RESUMO: O presente artigo busca analisar a tipicidade penal, presente no substrato do fato típico dos crimes, ao lado da conduta, do resultado e do nexo causal. Dentro de seu estudo, se optou por pormenorizar as espécies de tipicidade – material e formal, além da tipicidade conglobante, adotada por parte da doutrina. Por último, há a análise da teoria da imputação objetiva e suas principais características.
PALAVRAS-CHAVES: tipicidade formal. Tipicidade material. Tipicidade conglobante. Imputação objetiva.
1. INTRODUÇÃO
Inicialmente, deve-se atentar que infração penal é gênero, que comporta as espécies crime e contravenção penal. Dentre os conceitos apresentados de crime pela doutrina, o que é adotado pela doutrina pátria é o conceito analítico, estratificado ou operacional, formado pelo fato típico, ilícito e culpável. Assim, para ser considerado crime e, conseqüentemente, para que se possa submeter o indivíduo a pena, é necessário que se tenha esses três elementos.
O fato típico é composto por conduta, resultado, nexo causal e tipicidade. O presente trabalho busca analisar o último substrato, ou seja, a tipicidade. Mas antes disso, faz-se necessário uma breve síntese sobre os demais elementos.
A conduta deve ser humana voluntária, corporal e externa, caracterizada por uma ação ou omissão, sendo a teria finalista que prevalece na conduta (todo comportamento voluntário é dirigido a uma finalidade). Em relação ao resultado, há o resultado jurídico/normativo produzido por todos os delitos e o resultado naturalístico, que é a modificação no mundo exterior em razão da conduta humana, ausente no caso de crimes formais. Já o nexo causal, é a relação de causalidade, ou seja, o liame entre conduta e resultado, tendo o Código Penal adotado, como regra, a teoria dos equivalentes causais (conditio sine qua non – art. 13, caput), que dispõe que tudo o que der causa ao resultado conduz ao nexo causal.
2. TIPICIDADE FORMAL
A tipicidade, objeto do trabalho em tela, se divide em formal e material, não bastando que a conduta do agente se adéqüe abstratamente ao tipo, pois o direito penal sofre uma intervenção mínima, em razão do caráter subsidiário do Direito Penal. Modernamente, Zaffaroni[1] diz que além da tipicidade formal, é necessário existir a tipicidade conglobante (juízo de valor). Muitos autores preferem, ao invés de tipicidade conglobante, falar em tipicidade material, que também leva a um juízo de valor.

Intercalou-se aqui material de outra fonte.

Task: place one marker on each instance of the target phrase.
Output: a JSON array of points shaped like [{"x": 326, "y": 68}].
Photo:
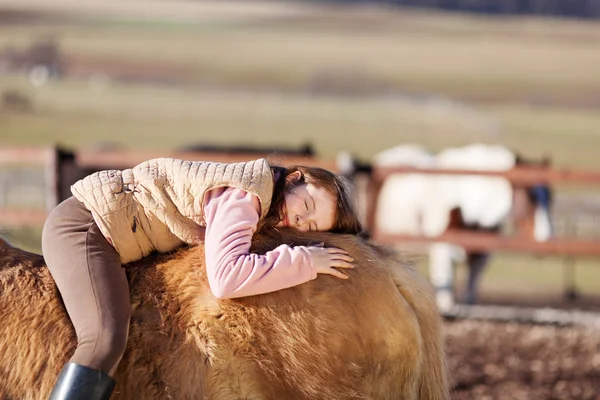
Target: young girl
[{"x": 116, "y": 217}]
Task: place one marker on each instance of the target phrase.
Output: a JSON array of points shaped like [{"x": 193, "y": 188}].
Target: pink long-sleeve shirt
[{"x": 231, "y": 217}]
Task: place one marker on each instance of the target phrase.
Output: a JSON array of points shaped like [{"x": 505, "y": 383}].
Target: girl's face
[{"x": 308, "y": 208}]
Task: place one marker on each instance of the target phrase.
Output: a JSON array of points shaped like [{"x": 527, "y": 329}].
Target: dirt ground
[{"x": 514, "y": 361}]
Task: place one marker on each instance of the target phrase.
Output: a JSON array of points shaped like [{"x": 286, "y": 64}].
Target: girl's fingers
[
  {"x": 337, "y": 274},
  {"x": 342, "y": 264},
  {"x": 334, "y": 250},
  {"x": 343, "y": 257}
]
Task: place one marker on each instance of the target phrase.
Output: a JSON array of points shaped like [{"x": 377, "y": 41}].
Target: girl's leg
[{"x": 92, "y": 283}]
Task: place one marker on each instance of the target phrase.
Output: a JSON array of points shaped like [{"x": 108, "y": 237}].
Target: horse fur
[{"x": 376, "y": 335}]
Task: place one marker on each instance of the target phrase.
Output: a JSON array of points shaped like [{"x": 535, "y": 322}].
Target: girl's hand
[{"x": 327, "y": 259}]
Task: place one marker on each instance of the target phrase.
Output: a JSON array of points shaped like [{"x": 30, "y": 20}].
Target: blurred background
[{"x": 329, "y": 81}]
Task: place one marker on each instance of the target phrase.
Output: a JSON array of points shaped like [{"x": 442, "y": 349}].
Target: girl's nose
[{"x": 300, "y": 222}]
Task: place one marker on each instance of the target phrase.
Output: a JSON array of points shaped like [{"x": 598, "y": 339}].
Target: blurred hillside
[{"x": 358, "y": 77}]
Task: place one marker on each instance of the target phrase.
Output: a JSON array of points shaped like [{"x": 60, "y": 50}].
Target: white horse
[{"x": 425, "y": 205}]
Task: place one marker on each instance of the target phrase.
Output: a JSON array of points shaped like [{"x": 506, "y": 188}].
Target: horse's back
[{"x": 366, "y": 337}]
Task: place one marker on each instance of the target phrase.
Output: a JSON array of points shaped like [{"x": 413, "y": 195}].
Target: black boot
[{"x": 77, "y": 382}]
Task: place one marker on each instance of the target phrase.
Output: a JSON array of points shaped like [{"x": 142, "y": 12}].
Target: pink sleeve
[{"x": 231, "y": 217}]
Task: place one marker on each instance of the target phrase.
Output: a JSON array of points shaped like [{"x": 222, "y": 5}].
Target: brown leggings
[{"x": 92, "y": 283}]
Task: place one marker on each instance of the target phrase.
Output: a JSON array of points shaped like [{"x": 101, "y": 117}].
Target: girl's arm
[{"x": 231, "y": 217}]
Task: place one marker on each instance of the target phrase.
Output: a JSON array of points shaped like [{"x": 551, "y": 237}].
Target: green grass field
[{"x": 359, "y": 80}]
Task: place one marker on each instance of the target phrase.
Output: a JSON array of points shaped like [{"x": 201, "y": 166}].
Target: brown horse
[{"x": 376, "y": 335}]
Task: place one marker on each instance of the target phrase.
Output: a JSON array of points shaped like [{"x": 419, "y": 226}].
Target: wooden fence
[
  {"x": 63, "y": 168},
  {"x": 520, "y": 176}
]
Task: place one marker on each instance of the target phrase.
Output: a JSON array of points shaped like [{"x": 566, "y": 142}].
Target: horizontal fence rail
[
  {"x": 483, "y": 241},
  {"x": 519, "y": 176}
]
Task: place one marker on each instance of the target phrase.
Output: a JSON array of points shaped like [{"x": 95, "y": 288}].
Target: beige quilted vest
[{"x": 158, "y": 205}]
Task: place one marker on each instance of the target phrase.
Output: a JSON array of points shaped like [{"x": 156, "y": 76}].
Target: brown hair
[{"x": 346, "y": 217}]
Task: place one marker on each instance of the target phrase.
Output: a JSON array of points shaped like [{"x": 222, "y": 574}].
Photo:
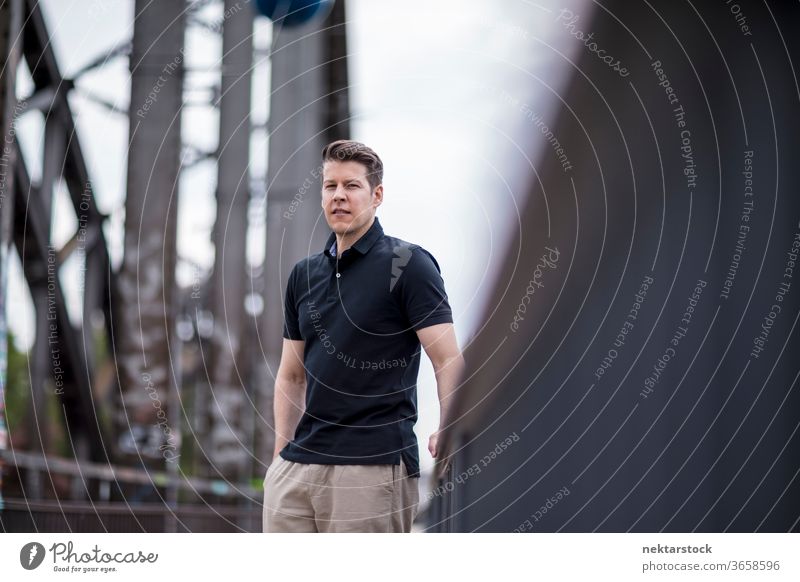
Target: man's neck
[{"x": 348, "y": 239}]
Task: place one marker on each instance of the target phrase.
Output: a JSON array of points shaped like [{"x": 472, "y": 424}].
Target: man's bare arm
[
  {"x": 290, "y": 393},
  {"x": 439, "y": 342}
]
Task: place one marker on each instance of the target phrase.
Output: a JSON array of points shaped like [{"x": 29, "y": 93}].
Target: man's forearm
[
  {"x": 288, "y": 408},
  {"x": 448, "y": 376}
]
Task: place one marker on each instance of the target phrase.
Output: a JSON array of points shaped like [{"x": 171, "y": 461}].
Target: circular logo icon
[{"x": 31, "y": 555}]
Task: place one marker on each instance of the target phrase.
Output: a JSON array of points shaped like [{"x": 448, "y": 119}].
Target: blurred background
[{"x": 609, "y": 187}]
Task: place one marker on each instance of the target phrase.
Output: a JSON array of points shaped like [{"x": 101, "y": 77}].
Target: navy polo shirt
[{"x": 358, "y": 312}]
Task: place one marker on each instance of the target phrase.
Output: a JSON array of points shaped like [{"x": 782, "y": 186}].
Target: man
[{"x": 355, "y": 317}]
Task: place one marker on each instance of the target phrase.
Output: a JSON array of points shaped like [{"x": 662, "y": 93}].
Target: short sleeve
[
  {"x": 291, "y": 322},
  {"x": 422, "y": 291}
]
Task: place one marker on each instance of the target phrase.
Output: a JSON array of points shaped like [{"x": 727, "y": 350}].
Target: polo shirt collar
[{"x": 362, "y": 245}]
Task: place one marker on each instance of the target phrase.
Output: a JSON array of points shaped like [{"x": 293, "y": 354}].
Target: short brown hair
[{"x": 345, "y": 150}]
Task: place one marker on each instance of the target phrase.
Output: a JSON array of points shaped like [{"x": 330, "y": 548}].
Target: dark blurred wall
[{"x": 638, "y": 367}]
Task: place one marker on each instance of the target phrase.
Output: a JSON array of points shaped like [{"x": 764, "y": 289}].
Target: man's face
[{"x": 347, "y": 199}]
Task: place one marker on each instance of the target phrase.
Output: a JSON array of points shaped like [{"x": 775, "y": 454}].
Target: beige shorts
[{"x": 302, "y": 497}]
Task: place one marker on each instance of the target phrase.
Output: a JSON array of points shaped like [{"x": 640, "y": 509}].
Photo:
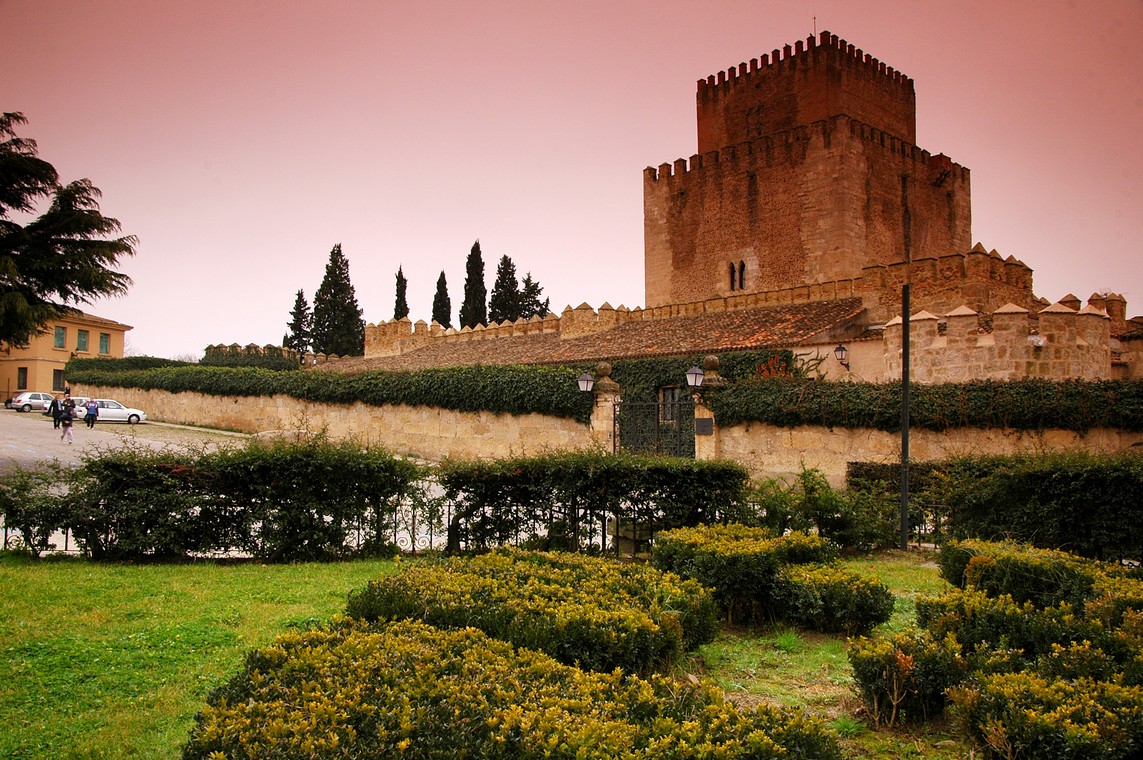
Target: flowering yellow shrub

Há tipicidade formal quando a conduta do agente se adéqua abstratamente ao previsto no tipo. É composto pelo elemento objetivo do tipo, ou seja, aquele que não tem necessidade de valoração, o denominado elemento normativo, que são aqueles que necessariamente conduzem a um juízo de valor e o elemento subjetivo, que é o dolo (valoração da finalidade) ou culpa. Alguns tipos penais exigem o elemento subjetivo especial do injusto/do tipo, chamado de ultra intenção, ou seja, um plus na intenção do indivíduo, um animus extra. A doutrina os divide em delitos de intenção e delitos de tendência. A diferença entre eles é que nos delitos de intenção, esse elemento subjetivo especial vem expressamente previsto, enquanto que nos delitos de tendência, essa ultra intenção não está prevista no tipo, mas ela é exigida pela doutrina e pela jurisprudência para a caracterização da infração penal.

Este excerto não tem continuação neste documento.